During Phase I of our project, we developed hardware based electronic neuron simulators called NeuroBytes that can be used by students to learn about physiology and the nervous system while building their own neural circuits. Analogous to the real nervous system, NeuroBytes can sense the environment via input devices such as microphones, light sensors, and mechanical switches, and produce output through devices such as servo motors. They also have embedded RGB LEDs that allow the user to understand how active the simulators are based upon the color of the light. Our NeuroBytes are based on a common microcontroller platform, making them ideal for use by makers and tinkerers of all ages. While virtual simulations of the nervous system currently exist, educational studies have shown that hands-on learning like the type involved in constructing NeuroBytes based neural circuits is superior for developing long-term student interest and learning gains in and out of the classroom. These interest and learning gains are critical, because even though the President’s Council of Advisors on Science and Technology has called for 1 million additional college STEM graduates by 2022 to fill STEM career roles, undergraduate STEM major retention rates are only 35% from initial declaration through graduation, largely due to the lack of an engaging classroom experience. We believe that our fun and educational NeuroBytes technology has the potential to engage students at all educational levels.

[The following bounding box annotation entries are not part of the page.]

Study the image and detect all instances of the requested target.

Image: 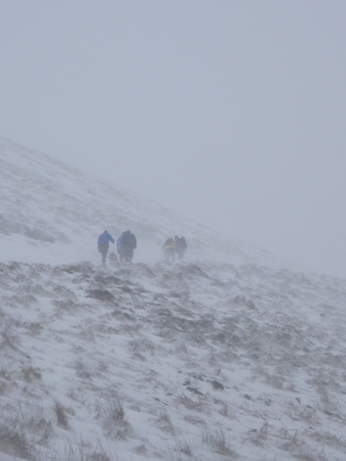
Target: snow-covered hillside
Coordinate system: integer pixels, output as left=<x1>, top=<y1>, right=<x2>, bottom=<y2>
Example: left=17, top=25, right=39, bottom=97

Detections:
left=0, top=137, right=283, bottom=266
left=0, top=140, right=346, bottom=461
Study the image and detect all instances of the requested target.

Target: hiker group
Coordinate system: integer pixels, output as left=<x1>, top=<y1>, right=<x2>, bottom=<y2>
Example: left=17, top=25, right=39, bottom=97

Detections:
left=97, top=230, right=187, bottom=264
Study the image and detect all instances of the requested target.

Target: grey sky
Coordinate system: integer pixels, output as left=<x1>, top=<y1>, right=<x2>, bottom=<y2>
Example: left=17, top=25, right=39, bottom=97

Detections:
left=0, top=0, right=346, bottom=276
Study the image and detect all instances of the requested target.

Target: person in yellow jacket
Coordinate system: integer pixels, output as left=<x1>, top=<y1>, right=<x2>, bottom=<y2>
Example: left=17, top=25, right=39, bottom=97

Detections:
left=162, top=237, right=175, bottom=263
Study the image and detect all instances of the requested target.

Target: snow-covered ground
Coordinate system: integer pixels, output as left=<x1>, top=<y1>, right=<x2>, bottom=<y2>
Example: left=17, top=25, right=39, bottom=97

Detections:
left=0, top=139, right=346, bottom=461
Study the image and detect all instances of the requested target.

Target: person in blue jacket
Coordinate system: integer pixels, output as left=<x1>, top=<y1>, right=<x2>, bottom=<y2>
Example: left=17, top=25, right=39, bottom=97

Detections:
left=117, top=230, right=137, bottom=262
left=97, top=231, right=114, bottom=264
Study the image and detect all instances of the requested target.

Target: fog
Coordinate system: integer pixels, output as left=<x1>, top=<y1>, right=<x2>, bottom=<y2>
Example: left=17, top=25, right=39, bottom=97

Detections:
left=0, top=0, right=346, bottom=277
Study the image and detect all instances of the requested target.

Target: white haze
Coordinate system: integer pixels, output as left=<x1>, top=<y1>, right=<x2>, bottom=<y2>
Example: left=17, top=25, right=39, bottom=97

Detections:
left=0, top=138, right=346, bottom=461
left=0, top=0, right=346, bottom=277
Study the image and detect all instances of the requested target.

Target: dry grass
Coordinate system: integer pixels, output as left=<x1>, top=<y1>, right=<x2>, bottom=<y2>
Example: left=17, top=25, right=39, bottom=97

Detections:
left=203, top=428, right=236, bottom=458
left=54, top=401, right=68, bottom=429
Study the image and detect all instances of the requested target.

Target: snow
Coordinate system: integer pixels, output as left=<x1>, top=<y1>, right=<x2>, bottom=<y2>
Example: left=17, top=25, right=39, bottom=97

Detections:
left=0, top=139, right=346, bottom=461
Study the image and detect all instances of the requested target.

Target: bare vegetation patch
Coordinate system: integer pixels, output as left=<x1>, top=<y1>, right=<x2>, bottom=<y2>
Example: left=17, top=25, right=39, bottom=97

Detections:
left=203, top=428, right=236, bottom=458
left=21, top=367, right=42, bottom=382
left=54, top=400, right=68, bottom=429
left=157, top=408, right=175, bottom=434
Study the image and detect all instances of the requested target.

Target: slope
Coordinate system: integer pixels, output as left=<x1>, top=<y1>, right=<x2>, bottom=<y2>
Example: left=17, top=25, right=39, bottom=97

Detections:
left=0, top=138, right=284, bottom=266
left=0, top=262, right=346, bottom=461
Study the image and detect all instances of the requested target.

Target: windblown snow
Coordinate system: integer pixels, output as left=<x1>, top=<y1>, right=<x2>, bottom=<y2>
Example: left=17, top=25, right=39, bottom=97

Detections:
left=0, top=138, right=346, bottom=461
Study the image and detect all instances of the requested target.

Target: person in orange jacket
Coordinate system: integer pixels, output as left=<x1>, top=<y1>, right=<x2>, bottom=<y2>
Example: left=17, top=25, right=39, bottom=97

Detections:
left=162, top=237, right=175, bottom=263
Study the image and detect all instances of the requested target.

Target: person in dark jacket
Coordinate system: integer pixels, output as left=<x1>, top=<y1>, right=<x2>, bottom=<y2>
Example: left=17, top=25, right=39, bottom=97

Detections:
left=97, top=231, right=114, bottom=264
left=162, top=237, right=175, bottom=263
left=117, top=230, right=137, bottom=262
left=174, top=235, right=187, bottom=259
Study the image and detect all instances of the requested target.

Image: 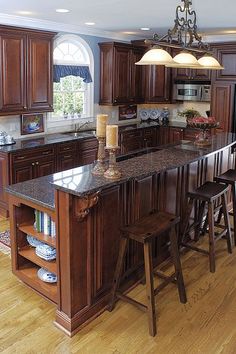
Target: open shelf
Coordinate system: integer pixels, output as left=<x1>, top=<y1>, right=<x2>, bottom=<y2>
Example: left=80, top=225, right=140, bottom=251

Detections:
left=18, top=223, right=56, bottom=247
left=18, top=247, right=57, bottom=274
left=14, top=265, right=57, bottom=303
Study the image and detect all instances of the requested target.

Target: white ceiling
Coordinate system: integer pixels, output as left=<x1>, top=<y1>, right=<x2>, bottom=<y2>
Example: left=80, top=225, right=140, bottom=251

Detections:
left=0, top=0, right=236, bottom=38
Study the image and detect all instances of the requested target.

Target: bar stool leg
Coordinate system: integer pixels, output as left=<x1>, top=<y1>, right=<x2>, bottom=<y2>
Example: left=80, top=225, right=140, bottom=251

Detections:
left=108, top=236, right=128, bottom=311
left=194, top=200, right=206, bottom=241
left=208, top=202, right=216, bottom=273
left=232, top=183, right=236, bottom=246
left=222, top=193, right=232, bottom=253
left=143, top=242, right=157, bottom=337
left=181, top=198, right=193, bottom=243
left=170, top=228, right=187, bottom=304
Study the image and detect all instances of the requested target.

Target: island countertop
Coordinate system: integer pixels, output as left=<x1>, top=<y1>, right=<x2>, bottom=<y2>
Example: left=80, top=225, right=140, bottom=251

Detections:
left=6, top=133, right=236, bottom=209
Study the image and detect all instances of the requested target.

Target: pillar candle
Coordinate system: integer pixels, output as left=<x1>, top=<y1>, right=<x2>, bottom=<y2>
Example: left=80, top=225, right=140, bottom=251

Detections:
left=96, top=114, right=108, bottom=138
left=106, top=125, right=118, bottom=148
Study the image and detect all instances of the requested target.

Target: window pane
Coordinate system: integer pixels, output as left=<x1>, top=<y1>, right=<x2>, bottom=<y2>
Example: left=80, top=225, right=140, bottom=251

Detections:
left=54, top=92, right=64, bottom=114
left=61, top=76, right=72, bottom=91
left=73, top=76, right=84, bottom=91
left=75, top=92, right=84, bottom=114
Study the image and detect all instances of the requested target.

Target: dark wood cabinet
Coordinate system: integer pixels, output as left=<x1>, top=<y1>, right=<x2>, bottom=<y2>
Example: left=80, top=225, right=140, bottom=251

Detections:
left=78, top=138, right=98, bottom=166
left=145, top=65, right=170, bottom=103
left=0, top=28, right=27, bottom=114
left=169, top=127, right=184, bottom=143
left=211, top=81, right=235, bottom=132
left=57, top=141, right=78, bottom=172
left=99, top=42, right=144, bottom=105
left=10, top=147, right=56, bottom=184
left=27, top=33, right=53, bottom=111
left=0, top=26, right=55, bottom=115
left=211, top=42, right=236, bottom=81
left=120, top=129, right=143, bottom=154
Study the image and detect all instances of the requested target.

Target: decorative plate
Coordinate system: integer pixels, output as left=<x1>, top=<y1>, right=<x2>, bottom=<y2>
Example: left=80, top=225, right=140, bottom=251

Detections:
left=150, top=109, right=161, bottom=120
left=37, top=268, right=57, bottom=283
left=35, top=243, right=56, bottom=261
left=139, top=109, right=150, bottom=120
left=26, top=235, right=44, bottom=247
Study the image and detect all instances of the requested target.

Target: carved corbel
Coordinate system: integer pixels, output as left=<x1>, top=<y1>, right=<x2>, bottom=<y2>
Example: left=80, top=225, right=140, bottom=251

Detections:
left=75, top=192, right=99, bottom=222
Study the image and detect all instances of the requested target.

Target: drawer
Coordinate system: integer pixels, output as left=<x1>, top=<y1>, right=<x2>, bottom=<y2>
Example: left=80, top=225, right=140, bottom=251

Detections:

In addition to development of the NeuroBytes simulators, during Phase I we constructed a patellar tendon (knee-jerk) reflex from 3D printed leg and foot bones, servo motors to simulate the quadriceps and hamstrings muscles, and a mechanical switch to simulate the patellar tendon. When a student taps the switch with a mock patellar tendon hammer, a signal is processed by four NeuroBytes that serve the roles of the four neurons in the physiological knee jerk reflex. The NeuroBytes processing of this signal results in rotation of the servo motors, and a kick by the 3D printed leg, just like when a physician tests your reflexes during a physical exam. During the real exam the underlying mechanism that produces the leg kick is hidden; our NeuroBytes-based reflex fleshes out that mechanism as students build it from scratch.

To determine if student construction of the NeuroBytes-based knee jerk reflex is beneficial to the learning experience, we tested it in a first-year undergraduate anatomy and physiology lab course. Our experimental groups used NeuroBytes to build this reflex, while our control groups tested the physiological reflex on each other and inspected diagrams of how the reflex works. We found that on several of the test questions asked of our control and experimental group students both before and after (i.e., pre-post test) the reflex labs, the students who used NeuroBytes had a greater increase in their pre-post test scores as a group than did the students who did not use NeuroBytes in their lab. We believe that these learning gains and the great interest in our technology shown by educators and students alike demonstrate a real opportunity to revolutionize the way that physiology-based STEM topics are taught in the classroom, and are excited to continue developing NeuroBytes during Phase II of our project.